Les récents indicateurs économiques aux États-Unis pointent tous vers une certaine accélération de la croissance cet automne, mais les tensions politiques en Europe et à Washington sur les enjeux fiscaux sont à nouveau de nature à la compromettre.

Les prophètes de malheur en ont pris pour leur rhume la semaine dernière. La production industrielle et les permis de bâtir ont bondi le mois dernier, tandis que le taux de prêts hypothécaires en défaut a atteint un creux de trois ans.

Mieux, l'indicateur avancé a progressé de 0,9% en octobre, ce qui présage d'une croissance qui pourra persister durant l'hiver.

Mieux encore, la moyenne mobile de quatre semaines a révélé que les demandes initiales d'assurance-chômage étaient enfin passées sous la barre des 400 000. Historiquement, cela correspond à des embauches par le secteur privé au rythme de quelque 200 000 par mois.
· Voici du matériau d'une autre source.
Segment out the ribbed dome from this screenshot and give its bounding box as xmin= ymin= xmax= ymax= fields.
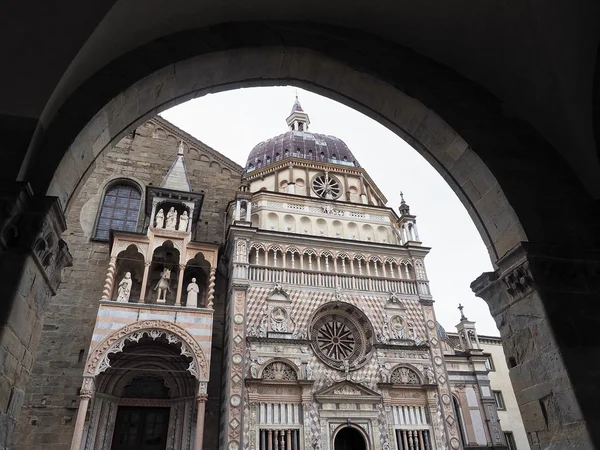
xmin=245 ymin=131 xmax=360 ymax=173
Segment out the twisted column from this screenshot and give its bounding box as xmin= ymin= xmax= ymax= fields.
xmin=175 ymin=264 xmax=185 ymax=306
xmin=71 ymin=377 xmax=95 ymax=450
xmin=102 ymin=256 xmax=117 ymax=300
xmin=206 ymin=267 xmax=217 ymax=308
xmin=194 ymin=394 xmax=208 ymax=450
xmin=140 ymin=262 xmax=152 ymax=303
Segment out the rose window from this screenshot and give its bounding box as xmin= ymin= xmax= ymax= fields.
xmin=310 ymin=302 xmax=373 ymax=370
xmin=313 ymin=172 xmax=342 ymax=200
xmin=317 ymin=320 xmax=355 ymax=360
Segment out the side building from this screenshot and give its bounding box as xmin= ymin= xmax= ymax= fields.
xmin=440 ymin=314 xmax=530 ymax=450
xmin=11 ymin=117 xmax=242 ymax=450
xmin=219 ymin=100 xmax=506 ymax=450
xmin=11 ymin=99 xmax=521 ymax=450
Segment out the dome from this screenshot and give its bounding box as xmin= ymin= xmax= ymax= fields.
xmin=245 ymin=131 xmax=360 ymax=173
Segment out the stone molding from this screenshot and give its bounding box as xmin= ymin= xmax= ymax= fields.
xmin=0 ymin=183 xmax=73 ymax=295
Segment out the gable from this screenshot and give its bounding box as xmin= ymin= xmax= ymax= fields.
xmin=148 ymin=116 xmax=243 ymax=176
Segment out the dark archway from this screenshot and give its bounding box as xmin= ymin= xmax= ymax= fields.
xmin=333 ymin=427 xmax=368 ymax=450
xmin=1 ymin=19 xmax=600 ymax=450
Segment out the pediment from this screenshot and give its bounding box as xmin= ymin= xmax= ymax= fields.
xmin=315 ymin=380 xmax=381 ymax=403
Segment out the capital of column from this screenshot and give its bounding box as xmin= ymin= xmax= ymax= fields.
xmin=79 ymin=377 xmax=96 ymax=398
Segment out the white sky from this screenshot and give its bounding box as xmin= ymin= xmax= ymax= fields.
xmin=161 ymin=86 xmax=499 ymax=336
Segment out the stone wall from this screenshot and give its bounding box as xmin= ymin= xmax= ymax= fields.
xmin=12 ymin=118 xmax=241 ymax=450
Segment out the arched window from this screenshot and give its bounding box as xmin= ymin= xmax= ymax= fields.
xmin=95 ymin=182 xmax=142 ymax=239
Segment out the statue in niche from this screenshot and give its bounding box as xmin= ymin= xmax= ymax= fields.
xmin=250 ymin=359 xmax=258 ymax=378
xmin=165 ymin=206 xmax=177 ymax=230
xmin=117 ymin=272 xmax=132 ymax=302
xmin=425 ymin=366 xmax=435 ymax=384
xmin=177 ymin=211 xmax=190 ymax=231
xmin=185 ymin=278 xmax=200 ymax=306
xmin=155 ymin=208 xmax=165 ymax=228
xmin=306 ymin=363 xmax=312 ymax=380
xmin=154 ymin=267 xmax=171 ymax=303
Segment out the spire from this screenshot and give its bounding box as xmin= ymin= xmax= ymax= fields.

C'est la quantité jugée nécessaire pour faire reculer le taux de chômage qui se cramponne à 9% ou au-delà depuis trois ans.

Puisqu'il est question de recul, celui de l'inflation et, plus particulièrement, des prix à la pompe réveille les bons vieux réflexes de consommation des ménages américains. Les ventes des détaillants ont augmenté de 0,5% en octobre, après un gain plus prononcé en septembre.
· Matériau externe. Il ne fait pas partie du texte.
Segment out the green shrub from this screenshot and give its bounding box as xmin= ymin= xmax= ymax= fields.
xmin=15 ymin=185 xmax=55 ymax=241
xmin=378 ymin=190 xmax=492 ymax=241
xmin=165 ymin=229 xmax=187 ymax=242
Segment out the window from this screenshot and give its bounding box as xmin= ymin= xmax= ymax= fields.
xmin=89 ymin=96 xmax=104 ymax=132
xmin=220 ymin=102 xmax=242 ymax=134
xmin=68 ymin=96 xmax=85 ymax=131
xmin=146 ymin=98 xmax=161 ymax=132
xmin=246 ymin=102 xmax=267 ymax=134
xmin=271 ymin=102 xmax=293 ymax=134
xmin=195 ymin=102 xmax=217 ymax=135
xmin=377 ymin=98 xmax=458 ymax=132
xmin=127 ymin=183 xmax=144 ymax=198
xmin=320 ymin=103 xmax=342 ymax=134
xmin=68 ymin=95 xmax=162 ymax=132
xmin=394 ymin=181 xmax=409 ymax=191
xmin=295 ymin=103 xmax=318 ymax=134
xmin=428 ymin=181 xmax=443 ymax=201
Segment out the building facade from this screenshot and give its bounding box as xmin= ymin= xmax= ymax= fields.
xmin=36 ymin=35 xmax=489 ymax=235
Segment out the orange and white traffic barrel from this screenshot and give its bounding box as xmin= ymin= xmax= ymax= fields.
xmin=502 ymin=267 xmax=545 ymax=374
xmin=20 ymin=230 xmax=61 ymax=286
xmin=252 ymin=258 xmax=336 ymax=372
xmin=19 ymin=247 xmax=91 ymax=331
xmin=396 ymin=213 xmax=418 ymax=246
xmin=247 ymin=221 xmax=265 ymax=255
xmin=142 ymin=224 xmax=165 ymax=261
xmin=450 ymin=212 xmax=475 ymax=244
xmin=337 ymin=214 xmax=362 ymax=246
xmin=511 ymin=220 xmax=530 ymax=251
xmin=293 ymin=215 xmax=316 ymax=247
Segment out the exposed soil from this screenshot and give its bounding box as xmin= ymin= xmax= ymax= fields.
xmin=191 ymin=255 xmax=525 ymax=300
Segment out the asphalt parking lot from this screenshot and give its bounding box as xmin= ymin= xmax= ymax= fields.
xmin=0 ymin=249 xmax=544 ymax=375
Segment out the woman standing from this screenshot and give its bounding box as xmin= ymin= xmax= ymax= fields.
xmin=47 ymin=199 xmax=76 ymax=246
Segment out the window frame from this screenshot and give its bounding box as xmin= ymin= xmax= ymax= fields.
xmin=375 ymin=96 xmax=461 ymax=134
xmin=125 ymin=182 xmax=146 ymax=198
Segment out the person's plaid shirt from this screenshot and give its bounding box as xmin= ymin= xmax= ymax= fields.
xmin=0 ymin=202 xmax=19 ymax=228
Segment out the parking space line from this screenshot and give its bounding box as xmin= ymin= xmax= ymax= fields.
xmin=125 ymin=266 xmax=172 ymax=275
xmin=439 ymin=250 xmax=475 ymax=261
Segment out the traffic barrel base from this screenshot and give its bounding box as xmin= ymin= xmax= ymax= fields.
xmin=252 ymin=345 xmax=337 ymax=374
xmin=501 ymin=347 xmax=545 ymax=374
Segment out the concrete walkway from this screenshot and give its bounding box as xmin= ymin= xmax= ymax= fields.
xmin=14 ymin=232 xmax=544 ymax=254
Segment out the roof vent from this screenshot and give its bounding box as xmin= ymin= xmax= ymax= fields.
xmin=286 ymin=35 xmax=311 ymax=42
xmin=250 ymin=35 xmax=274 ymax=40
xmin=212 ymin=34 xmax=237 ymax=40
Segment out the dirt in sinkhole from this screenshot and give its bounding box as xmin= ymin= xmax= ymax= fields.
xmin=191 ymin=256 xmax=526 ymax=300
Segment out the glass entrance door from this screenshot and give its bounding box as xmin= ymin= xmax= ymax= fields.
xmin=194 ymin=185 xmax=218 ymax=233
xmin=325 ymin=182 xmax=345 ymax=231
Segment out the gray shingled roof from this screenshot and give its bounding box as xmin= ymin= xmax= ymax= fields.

Cela est de bien bon augure pour vendredi prochain. Le Black Friday, qui suit la Thanksgiving, lance la saison des Fêtes pour les détaillants. Ceux de matériel électronique mettront sûrement en vitrine le nouvel iPhone S et les téléviseurs 3D.

Voila pourquoi des deux côtés de la frontière, les prévisionnistes revoient leurs chiffres de croissance de la première économie du monde. Hier, ceux de BMO, de TD et de CIBC ont tous ajouté un demi-point à leur pronostic. Ils voient désormais une avancée annualisée de 3% environ au quatrième trimestre, ce qui en ferait le meilleur de l'année. Au sud, ceux de JP Morgan et de Morgan Stanley ont fait de même.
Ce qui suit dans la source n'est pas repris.